The party conference caravans have ridden off into the distance. After the gatherings in Manchester, Birmingham and Glasgow, MRW cannot bring you exciting news of how the main parties will deal with waste and resources because there was barely a whisper.

This must underline what we have already been told by Defra: that much of the hard work towards a circular economy - or at least a more resource-efficient one - may well have to be done in-house by the waste sector itself and interested waste producers.

It was in that vein of needing to keep up the message that the Environmental Services Association (ESA) joined sister organisations across Europe in Brussels on Tuesday evening for the launch of a strategy paper, Driving the Circular Economy.

ESA chairman David Palmer-Jones sees the document as setting a vision of how the resource management industry can play its part in the wider EU economy until 2020. Palmer-Jones doubles up as president of the European Federation of Waste Management Environmental Services (Fead), which has produced the paper.

There is a lot of common sense within it, including the need to work on the partnerships between waste producers and managers that strengthen recyclability in product design and manufacture, as well as calling for greater coherence in policy making.

Fead is taking an European view, but how ready is the EU itself to build on the positive efforts of outgoing environment commissioner Janez Potocnik?

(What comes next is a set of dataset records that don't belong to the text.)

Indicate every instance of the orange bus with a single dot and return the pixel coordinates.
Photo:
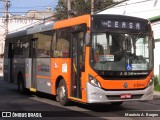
(89, 59)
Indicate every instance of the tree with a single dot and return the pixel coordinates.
(79, 7)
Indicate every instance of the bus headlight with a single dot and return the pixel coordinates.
(150, 82)
(94, 82)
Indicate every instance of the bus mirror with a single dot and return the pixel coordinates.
(87, 38)
(153, 44)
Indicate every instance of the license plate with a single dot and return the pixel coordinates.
(126, 96)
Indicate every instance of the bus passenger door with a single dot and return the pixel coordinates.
(76, 63)
(33, 62)
(11, 60)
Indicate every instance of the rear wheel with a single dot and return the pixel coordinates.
(62, 93)
(116, 103)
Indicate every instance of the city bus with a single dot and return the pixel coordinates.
(88, 59)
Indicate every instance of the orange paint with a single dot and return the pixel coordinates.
(72, 22)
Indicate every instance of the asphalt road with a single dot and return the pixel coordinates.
(45, 105)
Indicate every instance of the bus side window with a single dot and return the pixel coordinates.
(63, 43)
(44, 42)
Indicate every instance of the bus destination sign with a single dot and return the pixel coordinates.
(120, 24)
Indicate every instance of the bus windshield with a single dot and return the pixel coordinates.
(121, 52)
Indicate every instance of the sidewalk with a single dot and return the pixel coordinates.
(157, 93)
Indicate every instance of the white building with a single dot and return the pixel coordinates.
(17, 23)
(148, 9)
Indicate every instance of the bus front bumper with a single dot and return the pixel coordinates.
(98, 95)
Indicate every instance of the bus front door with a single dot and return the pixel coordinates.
(11, 60)
(33, 63)
(76, 63)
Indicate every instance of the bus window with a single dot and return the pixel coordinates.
(44, 42)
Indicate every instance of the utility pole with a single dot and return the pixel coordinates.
(69, 8)
(92, 7)
(6, 16)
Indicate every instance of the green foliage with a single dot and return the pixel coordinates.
(79, 7)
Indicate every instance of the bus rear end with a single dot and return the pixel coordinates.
(120, 60)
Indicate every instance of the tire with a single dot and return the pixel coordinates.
(62, 93)
(116, 103)
(21, 88)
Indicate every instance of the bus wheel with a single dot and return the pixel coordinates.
(21, 87)
(116, 103)
(62, 93)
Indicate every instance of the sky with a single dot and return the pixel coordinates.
(23, 6)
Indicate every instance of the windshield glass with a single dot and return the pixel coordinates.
(121, 52)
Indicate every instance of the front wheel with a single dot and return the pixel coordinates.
(62, 93)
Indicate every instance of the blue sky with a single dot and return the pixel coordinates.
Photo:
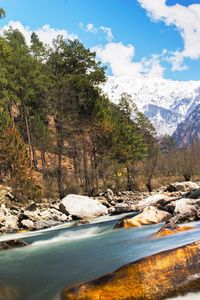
(152, 37)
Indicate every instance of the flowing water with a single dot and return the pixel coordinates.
(66, 255)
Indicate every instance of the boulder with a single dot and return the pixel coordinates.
(170, 227)
(121, 208)
(5, 245)
(45, 224)
(186, 206)
(31, 215)
(83, 207)
(32, 207)
(153, 200)
(150, 215)
(8, 293)
(109, 194)
(27, 224)
(11, 222)
(195, 194)
(160, 276)
(184, 186)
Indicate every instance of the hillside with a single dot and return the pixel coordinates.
(167, 103)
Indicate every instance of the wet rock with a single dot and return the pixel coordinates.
(153, 200)
(8, 293)
(27, 224)
(160, 276)
(83, 207)
(171, 227)
(5, 245)
(11, 222)
(150, 215)
(32, 207)
(184, 186)
(31, 215)
(195, 194)
(109, 194)
(186, 206)
(121, 208)
(45, 224)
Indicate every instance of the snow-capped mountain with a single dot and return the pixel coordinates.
(167, 103)
(189, 130)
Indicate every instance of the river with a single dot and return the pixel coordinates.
(66, 255)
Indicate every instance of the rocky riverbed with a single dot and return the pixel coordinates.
(178, 201)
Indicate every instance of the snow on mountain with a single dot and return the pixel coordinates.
(189, 130)
(166, 102)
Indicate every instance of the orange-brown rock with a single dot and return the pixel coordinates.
(156, 277)
(168, 231)
(150, 215)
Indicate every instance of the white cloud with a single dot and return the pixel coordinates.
(120, 58)
(108, 33)
(187, 21)
(46, 33)
(92, 29)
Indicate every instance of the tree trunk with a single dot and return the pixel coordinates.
(86, 167)
(96, 171)
(129, 178)
(60, 146)
(34, 157)
(75, 163)
(43, 162)
(28, 135)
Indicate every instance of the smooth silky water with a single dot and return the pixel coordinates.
(65, 255)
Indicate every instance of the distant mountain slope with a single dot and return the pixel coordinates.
(189, 130)
(166, 102)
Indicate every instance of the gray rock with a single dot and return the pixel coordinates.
(122, 208)
(46, 224)
(195, 194)
(83, 207)
(153, 200)
(184, 186)
(11, 222)
(27, 224)
(32, 207)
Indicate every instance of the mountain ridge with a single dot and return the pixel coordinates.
(167, 103)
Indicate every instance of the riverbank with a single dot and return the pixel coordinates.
(180, 200)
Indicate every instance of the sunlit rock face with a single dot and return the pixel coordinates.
(168, 231)
(160, 276)
(150, 215)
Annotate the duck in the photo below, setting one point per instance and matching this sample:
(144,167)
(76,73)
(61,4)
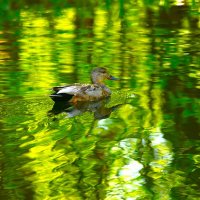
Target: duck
(85,92)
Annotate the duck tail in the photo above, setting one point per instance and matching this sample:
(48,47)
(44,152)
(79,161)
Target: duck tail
(61,97)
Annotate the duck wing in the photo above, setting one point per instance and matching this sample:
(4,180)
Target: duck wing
(73,89)
(65,93)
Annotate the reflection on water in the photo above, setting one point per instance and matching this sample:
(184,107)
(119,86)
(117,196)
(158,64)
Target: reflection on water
(97,107)
(143,143)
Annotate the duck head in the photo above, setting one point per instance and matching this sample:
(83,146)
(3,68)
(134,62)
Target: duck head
(100,74)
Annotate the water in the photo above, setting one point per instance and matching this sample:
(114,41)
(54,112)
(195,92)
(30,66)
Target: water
(142,143)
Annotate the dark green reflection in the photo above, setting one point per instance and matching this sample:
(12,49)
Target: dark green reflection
(143,143)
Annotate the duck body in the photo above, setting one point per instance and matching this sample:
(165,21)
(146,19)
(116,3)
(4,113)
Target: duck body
(85,92)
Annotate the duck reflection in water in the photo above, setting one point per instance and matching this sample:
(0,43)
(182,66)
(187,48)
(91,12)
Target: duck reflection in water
(99,108)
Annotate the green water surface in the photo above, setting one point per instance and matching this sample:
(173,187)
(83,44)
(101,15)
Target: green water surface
(141,144)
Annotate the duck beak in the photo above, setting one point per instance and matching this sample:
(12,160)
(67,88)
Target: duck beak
(112,78)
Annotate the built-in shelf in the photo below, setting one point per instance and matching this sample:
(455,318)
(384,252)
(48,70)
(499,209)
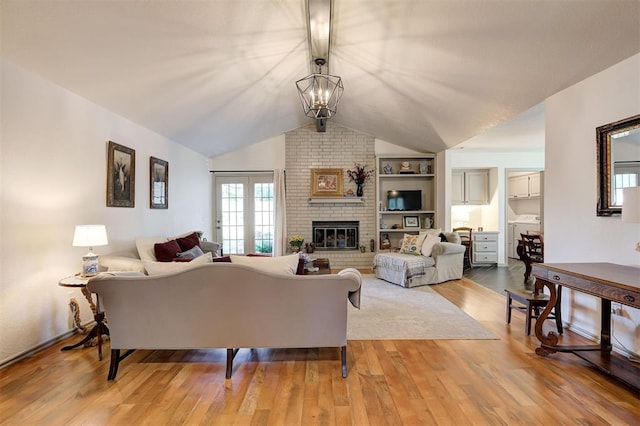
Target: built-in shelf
(406,212)
(424,182)
(407,230)
(406,175)
(336,200)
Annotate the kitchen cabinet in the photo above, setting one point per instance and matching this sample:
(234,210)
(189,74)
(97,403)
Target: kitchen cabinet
(470,187)
(534,185)
(524,186)
(485,247)
(418,174)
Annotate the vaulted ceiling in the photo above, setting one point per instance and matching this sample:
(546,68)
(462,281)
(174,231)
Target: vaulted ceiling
(216,76)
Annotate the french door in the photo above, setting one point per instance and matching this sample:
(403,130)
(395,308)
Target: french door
(245,213)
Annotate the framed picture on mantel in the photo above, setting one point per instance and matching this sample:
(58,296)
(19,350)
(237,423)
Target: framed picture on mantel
(326,182)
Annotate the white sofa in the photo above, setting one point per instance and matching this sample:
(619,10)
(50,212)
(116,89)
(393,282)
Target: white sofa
(225,305)
(445,263)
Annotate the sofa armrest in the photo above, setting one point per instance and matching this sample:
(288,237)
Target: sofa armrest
(211,247)
(445,248)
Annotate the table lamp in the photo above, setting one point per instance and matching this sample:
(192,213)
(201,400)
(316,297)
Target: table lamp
(90,236)
(631,207)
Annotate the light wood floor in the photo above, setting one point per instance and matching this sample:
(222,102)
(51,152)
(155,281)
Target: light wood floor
(482,382)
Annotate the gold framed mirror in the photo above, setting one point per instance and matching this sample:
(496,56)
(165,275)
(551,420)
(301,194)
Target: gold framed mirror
(618,151)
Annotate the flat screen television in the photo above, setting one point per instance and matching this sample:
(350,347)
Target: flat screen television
(404,200)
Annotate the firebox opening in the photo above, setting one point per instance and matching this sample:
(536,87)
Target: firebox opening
(336,235)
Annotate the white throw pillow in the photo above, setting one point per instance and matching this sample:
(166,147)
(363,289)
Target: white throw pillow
(163,268)
(435,232)
(121,263)
(428,244)
(282,265)
(145,247)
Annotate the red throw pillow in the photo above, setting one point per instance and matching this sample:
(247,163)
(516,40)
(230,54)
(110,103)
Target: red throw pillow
(221,259)
(166,252)
(188,242)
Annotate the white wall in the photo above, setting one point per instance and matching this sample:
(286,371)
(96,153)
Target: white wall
(266,155)
(498,163)
(573,232)
(53,177)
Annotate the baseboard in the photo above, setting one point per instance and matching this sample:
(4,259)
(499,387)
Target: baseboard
(42,346)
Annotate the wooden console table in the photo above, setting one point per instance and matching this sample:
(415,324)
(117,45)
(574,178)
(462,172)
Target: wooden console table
(609,282)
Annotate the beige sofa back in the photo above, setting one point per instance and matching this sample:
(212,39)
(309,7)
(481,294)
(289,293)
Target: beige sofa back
(222,305)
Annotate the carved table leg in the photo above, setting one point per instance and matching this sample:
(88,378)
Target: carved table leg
(551,339)
(97,331)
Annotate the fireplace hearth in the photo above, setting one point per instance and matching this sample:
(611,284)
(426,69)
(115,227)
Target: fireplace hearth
(336,235)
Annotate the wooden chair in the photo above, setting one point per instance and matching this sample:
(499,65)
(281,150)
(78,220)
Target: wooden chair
(532,305)
(466,240)
(530,250)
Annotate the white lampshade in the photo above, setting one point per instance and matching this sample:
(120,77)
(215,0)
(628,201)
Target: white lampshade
(631,204)
(90,236)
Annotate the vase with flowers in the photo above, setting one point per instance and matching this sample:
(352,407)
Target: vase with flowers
(360,175)
(295,241)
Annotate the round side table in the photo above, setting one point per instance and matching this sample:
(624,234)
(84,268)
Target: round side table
(78,281)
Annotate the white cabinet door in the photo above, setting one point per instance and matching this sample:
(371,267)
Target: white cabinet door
(534,185)
(470,187)
(477,187)
(520,186)
(457,185)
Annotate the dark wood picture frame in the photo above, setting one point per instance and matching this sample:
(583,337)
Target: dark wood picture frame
(121,176)
(605,162)
(326,182)
(411,222)
(158,183)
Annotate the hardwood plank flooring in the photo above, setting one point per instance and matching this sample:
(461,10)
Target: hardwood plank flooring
(396,382)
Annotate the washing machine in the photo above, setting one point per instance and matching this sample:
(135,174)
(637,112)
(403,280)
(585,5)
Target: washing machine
(521,224)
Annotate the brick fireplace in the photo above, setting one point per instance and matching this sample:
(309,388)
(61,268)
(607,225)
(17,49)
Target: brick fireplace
(338,147)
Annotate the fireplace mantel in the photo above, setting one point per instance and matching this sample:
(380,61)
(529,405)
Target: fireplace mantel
(336,200)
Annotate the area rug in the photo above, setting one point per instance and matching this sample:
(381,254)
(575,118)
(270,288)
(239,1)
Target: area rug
(391,312)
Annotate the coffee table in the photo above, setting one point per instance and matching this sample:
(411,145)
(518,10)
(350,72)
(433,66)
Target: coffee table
(323,267)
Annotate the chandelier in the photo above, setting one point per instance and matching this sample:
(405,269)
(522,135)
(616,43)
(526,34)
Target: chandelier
(320,93)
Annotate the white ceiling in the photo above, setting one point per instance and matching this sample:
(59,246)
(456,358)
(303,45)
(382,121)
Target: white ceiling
(220,75)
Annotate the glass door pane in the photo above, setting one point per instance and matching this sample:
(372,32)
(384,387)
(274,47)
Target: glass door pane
(264,216)
(245,214)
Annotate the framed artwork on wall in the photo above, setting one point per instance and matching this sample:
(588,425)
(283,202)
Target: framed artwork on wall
(159,183)
(326,182)
(411,222)
(121,175)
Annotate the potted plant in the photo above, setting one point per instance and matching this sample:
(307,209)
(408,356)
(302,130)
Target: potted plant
(359,175)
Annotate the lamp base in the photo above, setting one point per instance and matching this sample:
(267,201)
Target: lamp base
(90,265)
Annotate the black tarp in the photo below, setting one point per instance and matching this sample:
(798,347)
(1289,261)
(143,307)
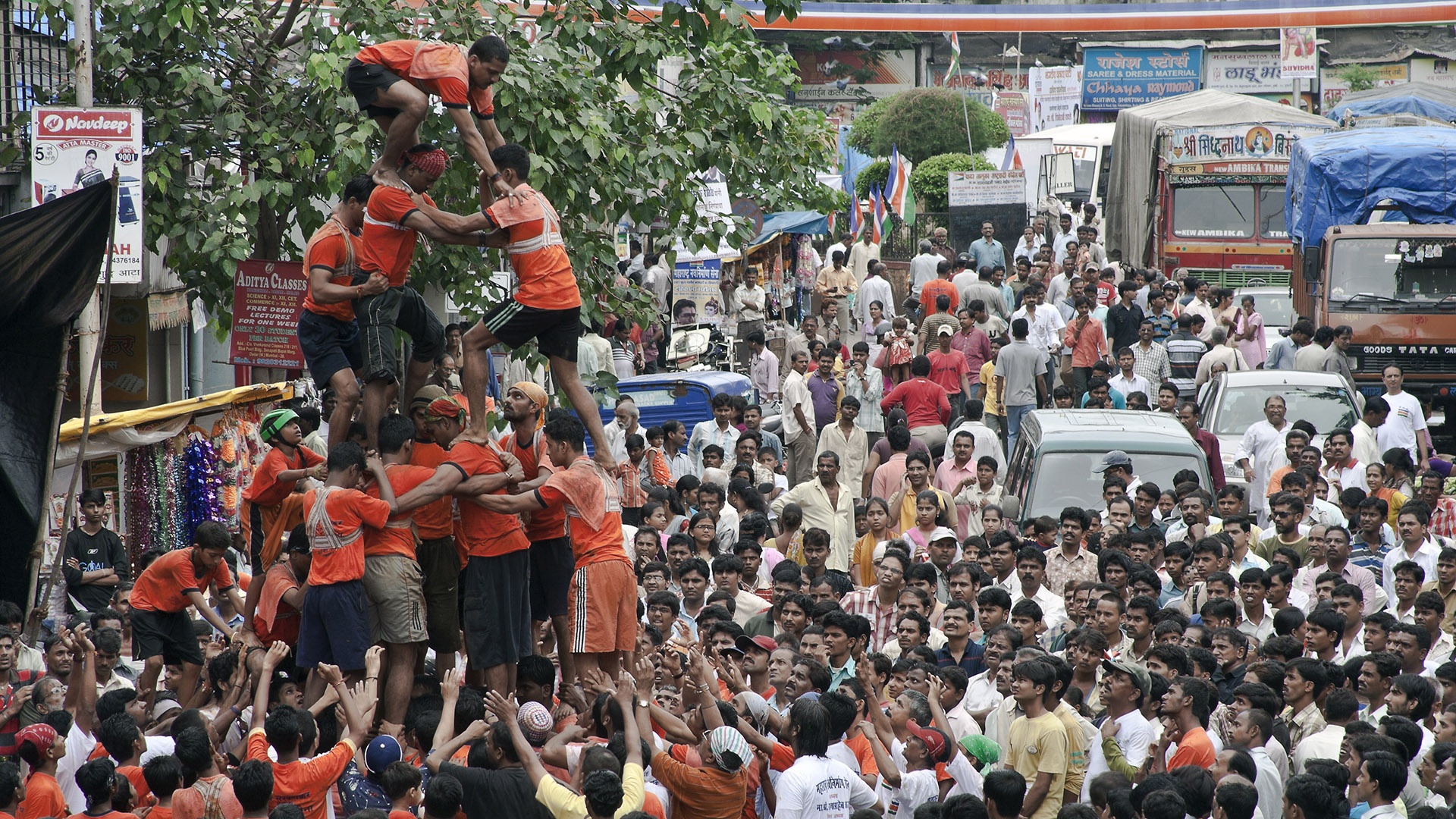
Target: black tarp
(50,259)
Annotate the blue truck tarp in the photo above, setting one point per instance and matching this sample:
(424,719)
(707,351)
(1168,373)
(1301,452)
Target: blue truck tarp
(1338,178)
(1424,99)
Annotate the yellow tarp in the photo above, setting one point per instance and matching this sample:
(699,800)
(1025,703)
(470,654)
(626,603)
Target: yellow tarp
(253,394)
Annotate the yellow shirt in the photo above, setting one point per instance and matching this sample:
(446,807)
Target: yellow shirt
(565,803)
(1040,746)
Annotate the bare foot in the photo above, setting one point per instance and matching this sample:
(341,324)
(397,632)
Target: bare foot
(604,460)
(384,177)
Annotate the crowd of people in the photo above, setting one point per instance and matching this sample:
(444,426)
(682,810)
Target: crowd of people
(840,617)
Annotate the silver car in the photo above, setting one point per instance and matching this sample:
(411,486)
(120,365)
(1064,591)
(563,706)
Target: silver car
(1235,401)
(1277,308)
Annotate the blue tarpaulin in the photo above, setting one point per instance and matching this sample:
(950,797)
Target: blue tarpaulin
(1424,99)
(788,222)
(1338,178)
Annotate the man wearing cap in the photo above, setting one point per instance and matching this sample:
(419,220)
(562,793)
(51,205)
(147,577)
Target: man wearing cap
(497,607)
(1126,732)
(1117,464)
(545,305)
(391,232)
(328,333)
(525,409)
(274,480)
(601,596)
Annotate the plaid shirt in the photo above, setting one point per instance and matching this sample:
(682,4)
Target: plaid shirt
(865,602)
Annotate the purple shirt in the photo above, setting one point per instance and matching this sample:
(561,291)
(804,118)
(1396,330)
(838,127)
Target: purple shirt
(826,398)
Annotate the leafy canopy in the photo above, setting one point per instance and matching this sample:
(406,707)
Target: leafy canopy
(253,136)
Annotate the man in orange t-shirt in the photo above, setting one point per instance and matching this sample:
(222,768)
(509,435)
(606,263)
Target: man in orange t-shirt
(497,607)
(546,303)
(460,77)
(603,589)
(392,577)
(334,626)
(436,553)
(328,334)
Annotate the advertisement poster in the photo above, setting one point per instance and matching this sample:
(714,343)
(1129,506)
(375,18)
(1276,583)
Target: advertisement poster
(1245,72)
(1298,53)
(267,299)
(79,148)
(970,188)
(1012,108)
(696,297)
(1123,77)
(1055,98)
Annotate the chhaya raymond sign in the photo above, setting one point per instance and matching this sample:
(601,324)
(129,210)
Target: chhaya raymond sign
(267,299)
(77,148)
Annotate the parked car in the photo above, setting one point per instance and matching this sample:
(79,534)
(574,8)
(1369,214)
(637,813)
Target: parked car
(676,397)
(1277,308)
(1232,403)
(1052,465)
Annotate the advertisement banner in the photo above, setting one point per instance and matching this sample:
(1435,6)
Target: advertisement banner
(267,300)
(971,188)
(1122,77)
(696,297)
(1245,72)
(1014,111)
(1298,53)
(77,148)
(1055,96)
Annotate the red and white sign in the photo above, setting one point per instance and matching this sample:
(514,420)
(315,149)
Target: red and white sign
(267,300)
(79,148)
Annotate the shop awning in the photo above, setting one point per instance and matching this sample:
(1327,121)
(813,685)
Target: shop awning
(789,222)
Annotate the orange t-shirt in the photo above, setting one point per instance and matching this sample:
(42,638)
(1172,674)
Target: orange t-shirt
(435,67)
(935,287)
(335,248)
(482,532)
(267,488)
(545,523)
(398,535)
(165,585)
(42,798)
(305,784)
(386,243)
(538,256)
(350,510)
(436,519)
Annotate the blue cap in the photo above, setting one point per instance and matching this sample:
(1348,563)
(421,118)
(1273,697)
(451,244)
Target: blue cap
(381,752)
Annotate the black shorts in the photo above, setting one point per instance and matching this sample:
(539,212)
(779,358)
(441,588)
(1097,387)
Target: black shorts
(164,634)
(364,82)
(552,564)
(555,331)
(379,316)
(328,346)
(497,610)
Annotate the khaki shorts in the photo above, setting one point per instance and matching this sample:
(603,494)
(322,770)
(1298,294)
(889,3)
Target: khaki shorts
(397,599)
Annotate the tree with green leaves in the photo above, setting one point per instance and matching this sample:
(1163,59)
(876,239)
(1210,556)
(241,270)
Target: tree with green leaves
(253,131)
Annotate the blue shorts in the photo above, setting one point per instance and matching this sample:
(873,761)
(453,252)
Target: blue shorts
(334,626)
(328,346)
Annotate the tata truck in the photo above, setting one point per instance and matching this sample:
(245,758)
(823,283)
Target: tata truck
(1199,184)
(1372,216)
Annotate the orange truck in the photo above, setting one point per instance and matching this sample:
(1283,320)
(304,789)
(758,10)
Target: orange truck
(1199,184)
(1373,228)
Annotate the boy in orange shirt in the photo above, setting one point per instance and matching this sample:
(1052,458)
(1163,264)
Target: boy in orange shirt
(41,748)
(392,577)
(334,624)
(284,465)
(546,303)
(159,601)
(305,784)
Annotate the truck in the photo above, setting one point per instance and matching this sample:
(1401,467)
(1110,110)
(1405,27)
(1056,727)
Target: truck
(1199,184)
(1373,224)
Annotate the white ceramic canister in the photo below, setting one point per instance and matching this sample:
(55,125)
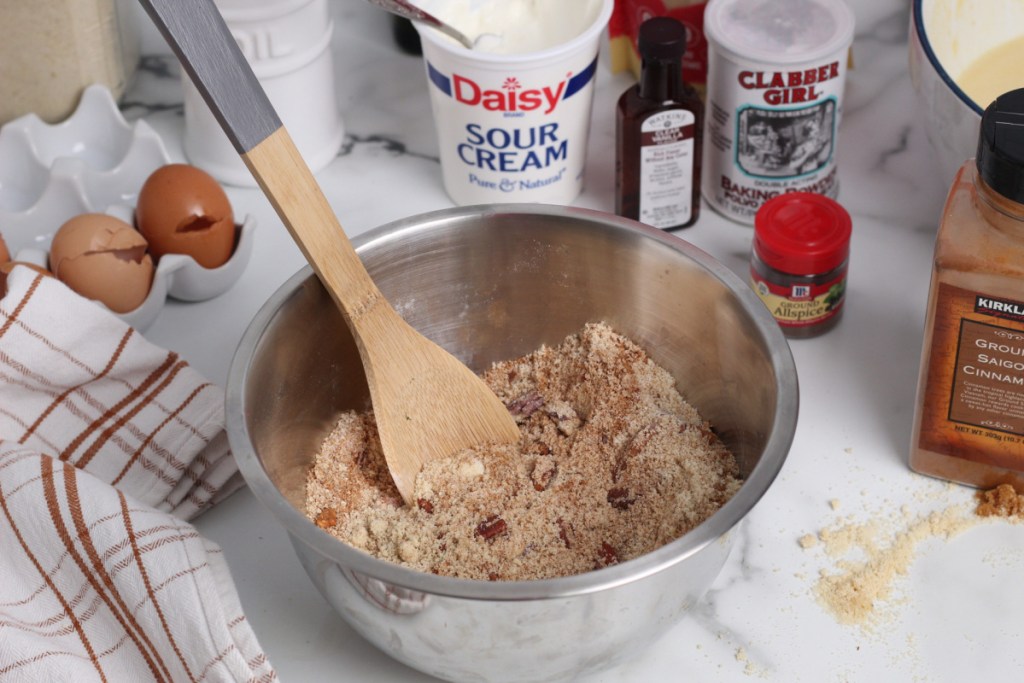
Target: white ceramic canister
(288,45)
(775,75)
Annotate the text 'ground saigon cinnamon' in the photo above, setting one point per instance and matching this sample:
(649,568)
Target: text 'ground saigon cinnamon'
(612,464)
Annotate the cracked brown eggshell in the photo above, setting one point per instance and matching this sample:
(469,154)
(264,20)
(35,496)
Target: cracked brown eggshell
(7,266)
(182,210)
(102,258)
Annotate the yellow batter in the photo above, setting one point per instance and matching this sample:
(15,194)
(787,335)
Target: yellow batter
(995,72)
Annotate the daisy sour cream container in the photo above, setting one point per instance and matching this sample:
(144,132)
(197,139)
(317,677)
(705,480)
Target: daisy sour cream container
(775,75)
(512,115)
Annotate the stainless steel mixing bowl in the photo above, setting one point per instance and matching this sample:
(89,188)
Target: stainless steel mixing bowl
(489,284)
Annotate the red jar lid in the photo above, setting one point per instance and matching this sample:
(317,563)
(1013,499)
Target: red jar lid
(802,233)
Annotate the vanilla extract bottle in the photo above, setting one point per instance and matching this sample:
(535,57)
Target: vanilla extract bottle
(969,422)
(658,126)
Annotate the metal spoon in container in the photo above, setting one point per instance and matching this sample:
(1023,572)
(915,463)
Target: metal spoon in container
(411,11)
(426,402)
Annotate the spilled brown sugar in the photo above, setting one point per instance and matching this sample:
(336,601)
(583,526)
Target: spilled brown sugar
(869,557)
(1003,501)
(612,464)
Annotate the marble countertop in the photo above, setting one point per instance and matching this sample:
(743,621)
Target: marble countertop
(952,612)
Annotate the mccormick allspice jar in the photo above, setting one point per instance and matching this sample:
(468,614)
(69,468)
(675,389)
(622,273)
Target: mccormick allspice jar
(799,261)
(775,78)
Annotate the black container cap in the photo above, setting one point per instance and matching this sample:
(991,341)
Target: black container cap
(662,38)
(1000,145)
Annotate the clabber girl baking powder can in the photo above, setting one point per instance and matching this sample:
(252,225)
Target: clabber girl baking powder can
(775,77)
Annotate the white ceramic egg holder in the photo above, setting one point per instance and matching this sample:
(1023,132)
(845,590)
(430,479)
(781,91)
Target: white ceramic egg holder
(92,162)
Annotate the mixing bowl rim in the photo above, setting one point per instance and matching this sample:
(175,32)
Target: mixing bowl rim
(714,528)
(926,45)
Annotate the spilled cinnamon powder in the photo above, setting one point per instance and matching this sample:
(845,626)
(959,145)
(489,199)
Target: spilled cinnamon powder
(868,558)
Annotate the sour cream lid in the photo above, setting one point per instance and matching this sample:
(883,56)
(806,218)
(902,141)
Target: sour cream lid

Early communications from the next president-elect Jean-Claude Juncker were that the Brussels machine might not be as strong on Potocnik’s circular economy proposals and readier to listen to those for whom a circular economy is considered a burden on business.   

Those fears were not assuaged when Slovenia’s Alenka Bratušek (vice-president-designate for energy union) and Malta’s Karmenu Vella (environment, maritime affairs and fisheries commissioner-designate), were grilled by MEPs. Both were berated for lacklustre performances. As MRW went to press, it looked increasingly likely that Bratušek might not make the final cut - and that was how it turned out.

Many of the senior figures in the UK waste industry have helped to bring profound changes to the domestic sector. We hope their role in European forums such as Fead will not be hindered by a change of wind direction in Brussels.